Question

I recently read that

unsigned char x=1;
printf("%u",x);

invokes undefined behaviour since due to the format specifier %u, printf expects an unsigned int. But still I would like to understand what is going on in this example.

I think that the integral promotion rules apply with the expression printf("%u",x) and the value represented by x.

A.6.1 Integral Promotion

A character, a short integer, or an integer bit-field, all either signed or not, or an object of enumeration type, may be used in an expression wherever an integer may be used. If an int can represent all the values of the original type, then the value is converted to int; otherwise the value is converted to unsigned int. This process is called integral promotion.

What does "may be used" mean here? Does it mean 'is syntactically correct' or 'is defined behaviour'?

And how is x promoted in this example? I have read that it is promoted to an int, but if printf("%u", (int x)) is still undefined behaviour then I don't really understand why...

Was it helpful?

Solution

Since printf uses a variable argument list, the integer promotions are applied to its integer arguments. In any normal C implementation, the integer promotions convert an unsigned char to an int. Then you are formatting an int With a specifier for unsigned int, so the behavior is undefined.

There is no conflict between saying that a character may be used where an integer may be used and the fact that your statement has behavior not defined by the C standard. Although you may use a character in place of an integer, the rules about what may be printed with %u still apply. If using a character results in an integer appropriate for the specifier, the behavior is defined. If using a character results in an integer inappropriate for the specifier, the behavior is not defined by the C standard.

Discussion elsewhere on Stack Overflow concluded that an exotic C implementation might in theory conform to the C standard while having char types (plain, signed, and unsigned) as wide as int types. In such an implementation, and int could not represent all values of an unsigned char, so an unsigned char would have to be promoted to an unsigned int. However, such an implementation would be exotic and troublesome (notably with handling EOF), and you may ignore it in practice.

OTHER TIPS

If your platform's int can represent all values than an unsigned char can, then the promotion is to int, otherwise to unsigned int. So it depends on your platform.

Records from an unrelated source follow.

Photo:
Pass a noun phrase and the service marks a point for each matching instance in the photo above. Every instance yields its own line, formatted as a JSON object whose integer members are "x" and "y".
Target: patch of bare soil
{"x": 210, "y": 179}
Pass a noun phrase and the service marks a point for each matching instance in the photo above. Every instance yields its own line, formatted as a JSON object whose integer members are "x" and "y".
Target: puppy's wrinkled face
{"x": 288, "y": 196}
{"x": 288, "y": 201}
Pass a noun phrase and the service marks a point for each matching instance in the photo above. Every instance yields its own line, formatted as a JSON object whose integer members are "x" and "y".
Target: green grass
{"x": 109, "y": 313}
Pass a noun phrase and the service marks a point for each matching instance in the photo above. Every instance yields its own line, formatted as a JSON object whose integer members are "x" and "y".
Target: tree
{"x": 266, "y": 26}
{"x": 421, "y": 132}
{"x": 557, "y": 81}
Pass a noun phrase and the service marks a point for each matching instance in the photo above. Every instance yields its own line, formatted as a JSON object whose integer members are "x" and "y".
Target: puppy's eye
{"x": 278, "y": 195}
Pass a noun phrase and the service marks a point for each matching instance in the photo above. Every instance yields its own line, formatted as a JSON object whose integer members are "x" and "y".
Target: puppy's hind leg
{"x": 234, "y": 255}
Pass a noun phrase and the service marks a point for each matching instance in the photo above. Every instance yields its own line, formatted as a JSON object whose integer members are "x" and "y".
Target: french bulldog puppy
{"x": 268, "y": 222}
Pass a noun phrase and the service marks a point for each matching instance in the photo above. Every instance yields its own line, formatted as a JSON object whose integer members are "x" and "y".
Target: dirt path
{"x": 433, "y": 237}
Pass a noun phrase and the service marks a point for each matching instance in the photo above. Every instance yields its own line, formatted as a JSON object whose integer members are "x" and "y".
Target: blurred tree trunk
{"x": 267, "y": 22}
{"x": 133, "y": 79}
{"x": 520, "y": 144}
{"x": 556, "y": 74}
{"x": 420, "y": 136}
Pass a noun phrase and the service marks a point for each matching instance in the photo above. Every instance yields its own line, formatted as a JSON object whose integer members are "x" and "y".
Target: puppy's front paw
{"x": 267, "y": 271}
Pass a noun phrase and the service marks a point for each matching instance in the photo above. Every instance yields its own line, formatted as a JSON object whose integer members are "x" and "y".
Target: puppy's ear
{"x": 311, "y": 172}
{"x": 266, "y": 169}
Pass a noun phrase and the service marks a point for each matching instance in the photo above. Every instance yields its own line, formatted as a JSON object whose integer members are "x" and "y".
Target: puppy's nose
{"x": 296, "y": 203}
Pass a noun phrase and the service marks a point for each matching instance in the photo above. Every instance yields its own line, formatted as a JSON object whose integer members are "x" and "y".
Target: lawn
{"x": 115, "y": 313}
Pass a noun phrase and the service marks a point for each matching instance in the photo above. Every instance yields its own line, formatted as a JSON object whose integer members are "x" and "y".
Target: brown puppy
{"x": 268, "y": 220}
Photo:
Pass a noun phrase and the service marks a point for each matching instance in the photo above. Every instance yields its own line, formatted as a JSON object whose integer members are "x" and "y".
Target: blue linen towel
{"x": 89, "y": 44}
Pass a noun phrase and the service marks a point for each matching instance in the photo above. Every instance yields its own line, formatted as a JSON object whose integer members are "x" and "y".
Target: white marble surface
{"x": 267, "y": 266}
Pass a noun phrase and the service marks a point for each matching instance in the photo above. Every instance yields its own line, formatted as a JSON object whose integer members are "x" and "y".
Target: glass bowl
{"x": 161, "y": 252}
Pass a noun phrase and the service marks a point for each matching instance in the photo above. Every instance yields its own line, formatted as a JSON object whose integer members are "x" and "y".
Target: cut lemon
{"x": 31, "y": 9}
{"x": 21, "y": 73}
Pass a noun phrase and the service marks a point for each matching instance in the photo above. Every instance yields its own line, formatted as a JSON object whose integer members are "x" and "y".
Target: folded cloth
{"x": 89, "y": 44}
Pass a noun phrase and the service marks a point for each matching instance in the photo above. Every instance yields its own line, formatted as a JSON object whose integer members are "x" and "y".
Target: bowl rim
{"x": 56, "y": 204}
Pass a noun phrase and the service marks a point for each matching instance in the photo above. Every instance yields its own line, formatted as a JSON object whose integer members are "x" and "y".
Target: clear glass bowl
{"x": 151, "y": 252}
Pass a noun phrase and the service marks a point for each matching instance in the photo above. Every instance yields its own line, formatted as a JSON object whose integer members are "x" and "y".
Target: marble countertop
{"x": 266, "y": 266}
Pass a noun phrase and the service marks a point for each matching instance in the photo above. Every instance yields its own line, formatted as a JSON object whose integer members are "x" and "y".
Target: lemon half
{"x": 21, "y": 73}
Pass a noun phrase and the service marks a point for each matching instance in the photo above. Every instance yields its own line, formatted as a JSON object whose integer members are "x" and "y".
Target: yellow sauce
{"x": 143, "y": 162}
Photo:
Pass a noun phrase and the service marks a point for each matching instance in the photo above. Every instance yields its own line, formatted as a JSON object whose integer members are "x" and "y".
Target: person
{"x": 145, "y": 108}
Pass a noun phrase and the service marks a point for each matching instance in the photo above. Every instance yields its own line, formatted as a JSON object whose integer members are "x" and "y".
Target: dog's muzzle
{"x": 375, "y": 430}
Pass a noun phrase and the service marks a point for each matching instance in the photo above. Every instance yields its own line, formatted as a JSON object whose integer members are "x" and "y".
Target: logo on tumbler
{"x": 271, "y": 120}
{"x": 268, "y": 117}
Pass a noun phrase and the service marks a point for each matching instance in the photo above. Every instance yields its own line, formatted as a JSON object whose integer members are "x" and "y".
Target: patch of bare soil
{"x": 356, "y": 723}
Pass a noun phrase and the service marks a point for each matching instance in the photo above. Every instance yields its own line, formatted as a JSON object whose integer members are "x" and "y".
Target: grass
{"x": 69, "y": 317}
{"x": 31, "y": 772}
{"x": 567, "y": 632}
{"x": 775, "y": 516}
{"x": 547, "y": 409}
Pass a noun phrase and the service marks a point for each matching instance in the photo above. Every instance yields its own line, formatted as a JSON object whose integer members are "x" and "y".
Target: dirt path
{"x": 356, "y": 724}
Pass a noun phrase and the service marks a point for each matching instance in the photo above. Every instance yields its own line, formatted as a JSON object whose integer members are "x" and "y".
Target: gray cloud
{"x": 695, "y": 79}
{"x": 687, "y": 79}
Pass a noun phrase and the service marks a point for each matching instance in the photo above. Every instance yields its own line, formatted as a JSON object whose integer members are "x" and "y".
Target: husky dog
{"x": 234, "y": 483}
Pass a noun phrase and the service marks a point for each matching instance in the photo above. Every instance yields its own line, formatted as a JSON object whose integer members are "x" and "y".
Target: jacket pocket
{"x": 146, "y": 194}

As to "why", that's because you're passing x as a variable argument, and the rules of variable arguments say that the standard promotions take place (presumably so as to simplify the implementation).

Since printf uses a variable argument list, it will be unpacked via va_arg. C++ refers to the C standard for va_arg rules. The C99 Standard says the following:

The va_arg macro expands to an expression that has the specified type and the value of the next argument in the call. The parameter ap shall have been initialized by the va_start or va_copy macro (without an intervening invocation of the va_end macro for the same ap). Each invocation of the va_arg macro modifies ap so that the values of successive arguments are returned in turn. The parameter type shall be a type name specified such that the type of a pointer to an object that has the specified type can be obtained simply by postfixing a * to type. If there is no actual next argument, or if type is not compatible with the type of the actual next argument (as promoted according to the default argument promotions), the behavior is undefined, except for the following cases:

  • one type is a signed integer type, the other type is the corresponding unsigned integer type, and the value is representable in both types;
  • one type is pointer to void and the other is a pointer to a character type.

Clearly, integer promotions are taken into account when determining whether the actual and expected type match. And signed vs unsigned mismatch is covered by the first bullet point.

Since x = 1 is certainly a value representable by unsigned int, and promotion of unsigned char generates either signed int (if INT_MAX >= UCHAR_MAX) or unsigned int (if INT_MAX < UCHAR_MAX), this is perfectly legal.